But romance isn’t the only thing that stimulates increases in dopamine and its rocketlike path through your reward system. Nicotine and cocaine follow exactly the same pattern: Try it, dopamine is released, it feels good, and you want more—you are in a “goal-oriented motivational state.” Take this to its logical conclusion and, as far as brain wiring is concerned, when you’re in love, it’s not as if you’re an addict. You are an addict.

Just as love at its best is explained by fMRI scans, so, too, is love at its worst. In 2010 the team who first used fMRI scanning to connect love and the caudate nucleus set out to observe the brain when anger and hurt feelings enter the mix. They gathered a group of individuals who were in the first stages of a breakup, all of whom reported that they thought about their rejecter approximately 85 percent of their waking hours and yearned to reunite with him or her. Moreover, all of these lovelorn reported “signs of lack of emotion control on a regular basis since the initial breakup, occurring regularly for weeks or months. This included inappropriate phoning, writing or e-mailing, pleading for reconciliation, sobbing for hours, drinking too much and/or making dramatic entrances and exits into the rejecter’s home, place of work or social space to express anger, despair or passionate love.” In other words, each of these bereft souls had it bad.

Then, with appropriate controls, the researchers passed their subjects through fMRI machines, where they could look at photographs of their beloved (called the “rejecter stimulus”), and simultaneously prompted them to share their feelings and experience, which elicited statements such as “It hurt so much,”  and “I hate what he/she did to me.”

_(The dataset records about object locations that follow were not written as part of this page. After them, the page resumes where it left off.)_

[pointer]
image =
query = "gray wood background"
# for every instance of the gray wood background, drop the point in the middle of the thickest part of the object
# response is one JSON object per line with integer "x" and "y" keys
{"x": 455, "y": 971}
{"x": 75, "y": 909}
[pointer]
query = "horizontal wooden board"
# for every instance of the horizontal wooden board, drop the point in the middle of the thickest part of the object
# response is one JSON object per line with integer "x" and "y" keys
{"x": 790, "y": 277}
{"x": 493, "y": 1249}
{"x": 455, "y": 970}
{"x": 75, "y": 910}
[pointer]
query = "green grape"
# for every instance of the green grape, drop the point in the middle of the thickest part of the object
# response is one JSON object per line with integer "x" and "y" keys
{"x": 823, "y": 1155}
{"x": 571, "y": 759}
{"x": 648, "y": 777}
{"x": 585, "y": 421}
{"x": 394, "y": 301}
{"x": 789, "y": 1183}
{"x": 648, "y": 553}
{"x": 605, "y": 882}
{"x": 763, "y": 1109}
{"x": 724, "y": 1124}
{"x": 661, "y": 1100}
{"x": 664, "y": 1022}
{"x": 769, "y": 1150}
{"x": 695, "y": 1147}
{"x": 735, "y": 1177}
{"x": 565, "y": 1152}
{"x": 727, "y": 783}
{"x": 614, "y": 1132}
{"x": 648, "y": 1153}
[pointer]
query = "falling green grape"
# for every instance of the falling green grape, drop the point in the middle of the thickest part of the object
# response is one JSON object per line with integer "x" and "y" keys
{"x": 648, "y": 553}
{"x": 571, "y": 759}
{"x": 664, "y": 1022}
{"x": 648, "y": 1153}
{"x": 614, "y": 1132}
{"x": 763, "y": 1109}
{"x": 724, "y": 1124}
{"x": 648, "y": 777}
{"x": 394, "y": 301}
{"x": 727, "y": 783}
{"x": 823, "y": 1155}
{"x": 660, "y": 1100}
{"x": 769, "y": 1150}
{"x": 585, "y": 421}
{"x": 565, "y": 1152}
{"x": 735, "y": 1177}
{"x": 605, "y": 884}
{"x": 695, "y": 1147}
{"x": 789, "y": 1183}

A few particularly interesting patterns in brain activity emerged:

As far as the midbrain reward system is concerned, they were still “in love.” Just because the “reward” is delayed in coming (or, more to the point, not coming at all), that doesn’t mean the neurons that are expecting “reward” shut down. They keep going and going, waiting and waiting for a “fix.” Not surprisingly, among the experiment’s subjects, the caudate was still very much in love and reacted in an almost Pavlovian way to the image of the loved one. Even though cognitively they knew that their relationships were over, part of each participant’s brain was still in motivation mode.

Parts of the brain were trying to override others. The orbital frontal cortex, which is involved in learning from emotions and controlling behavior, activated. As we all know, when you’re in the throes of heartbreak, you want to do things you’ll probably regret later, but at the same time another part of you is trying to keep a lid on it.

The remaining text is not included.